As you drive north on Highway 64 to the Grand Canyon,
the ponderosa pines give way to scraggly junipers. The sky is wide,
wider perhaps than you’ve ever seen it, and it seems
entirely probable from here that this same sky stretches
beyond these horizons, from Budapest to Beijing.
On the drive you expect a glimpse of the canyon, a vista
between
the trees, perhaps, especially if this is not your first
visit to a
national park. A
little teaser shot would be nice, you think.
But
there’s nothing but a few nondescript hills, even more trees,
and sad, yellow grasses pushing up through the cinders.
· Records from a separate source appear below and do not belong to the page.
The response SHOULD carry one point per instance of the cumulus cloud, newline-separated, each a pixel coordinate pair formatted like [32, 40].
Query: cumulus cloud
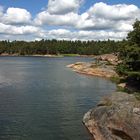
[45, 17]
[16, 16]
[100, 22]
[100, 16]
[18, 30]
[63, 6]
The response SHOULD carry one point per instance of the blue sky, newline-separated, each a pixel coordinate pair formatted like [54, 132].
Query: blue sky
[34, 6]
[75, 19]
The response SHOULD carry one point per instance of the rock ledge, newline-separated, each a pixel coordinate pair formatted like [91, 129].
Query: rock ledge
[115, 118]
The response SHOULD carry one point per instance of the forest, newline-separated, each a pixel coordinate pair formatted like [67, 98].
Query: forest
[59, 47]
[128, 50]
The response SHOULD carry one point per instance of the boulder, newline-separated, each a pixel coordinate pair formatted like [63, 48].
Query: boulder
[116, 117]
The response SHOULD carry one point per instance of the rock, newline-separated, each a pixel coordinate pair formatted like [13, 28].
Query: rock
[122, 85]
[93, 69]
[115, 118]
[111, 58]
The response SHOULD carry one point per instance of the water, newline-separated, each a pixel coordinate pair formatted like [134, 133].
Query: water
[41, 99]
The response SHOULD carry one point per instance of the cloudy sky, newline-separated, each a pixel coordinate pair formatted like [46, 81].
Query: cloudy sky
[67, 19]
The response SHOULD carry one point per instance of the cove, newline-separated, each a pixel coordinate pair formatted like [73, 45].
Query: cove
[42, 99]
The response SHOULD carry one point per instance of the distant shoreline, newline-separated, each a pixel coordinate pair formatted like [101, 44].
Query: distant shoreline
[46, 55]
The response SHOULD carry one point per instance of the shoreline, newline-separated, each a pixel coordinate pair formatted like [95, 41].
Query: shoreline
[109, 119]
[47, 55]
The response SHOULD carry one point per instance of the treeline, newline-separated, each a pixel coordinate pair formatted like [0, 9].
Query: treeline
[59, 47]
[129, 54]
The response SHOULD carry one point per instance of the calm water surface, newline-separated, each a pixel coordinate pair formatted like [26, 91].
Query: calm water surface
[41, 99]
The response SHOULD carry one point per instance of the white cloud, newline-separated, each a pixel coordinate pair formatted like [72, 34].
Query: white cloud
[63, 6]
[18, 30]
[100, 22]
[16, 16]
[61, 20]
[1, 11]
[113, 12]
[100, 16]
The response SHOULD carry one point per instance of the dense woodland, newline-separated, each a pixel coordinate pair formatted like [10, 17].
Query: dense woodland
[129, 54]
[59, 47]
[128, 50]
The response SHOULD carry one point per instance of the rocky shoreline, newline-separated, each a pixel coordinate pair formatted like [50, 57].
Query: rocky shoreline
[103, 66]
[116, 117]
[93, 69]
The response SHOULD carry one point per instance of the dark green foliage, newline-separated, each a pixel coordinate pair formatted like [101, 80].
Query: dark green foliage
[130, 56]
[59, 47]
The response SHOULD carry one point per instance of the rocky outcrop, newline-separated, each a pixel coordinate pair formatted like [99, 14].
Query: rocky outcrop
[94, 69]
[115, 118]
[111, 58]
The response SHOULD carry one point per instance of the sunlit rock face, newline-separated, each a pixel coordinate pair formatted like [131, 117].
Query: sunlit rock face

Past Tusayan (am I pronouncing that correctly?), you’re back
among
the ponderosa again.
Just when you begin to lose all hope of
arriving, doubting that this road might ever end, there are
suddenly
stop signs, stone buildings, people, parking lots! And so you park, still
wondering if all those miles you’ve driven were for naught.
Afterall, who hasn’t seen a canyon?
They’re everywhere, right, as common as can be? Even so, you sling
your binoculars across your chest, camera in hand, you
follow the signs pointing
toward the rim. You
make your way through throngs of people.
There
must be busloads of them, speaking languages you’ve never heard
until now. Looking
down, you pick your way along the uneven
sidewalk, not wanting a twisted ankle. And so, it isn’t until
you finally, truly, reach that edge that you look up,
expecting more
trees, more hordes of people, stone buildings, smelly mules.
But this is where your breath catches. Your eyes, taking in
the sea of canyon, struggle not to spill over. How it is possible
that the earth is so many hued?
How could an absence be
so vast?
What could make a poet forget her words?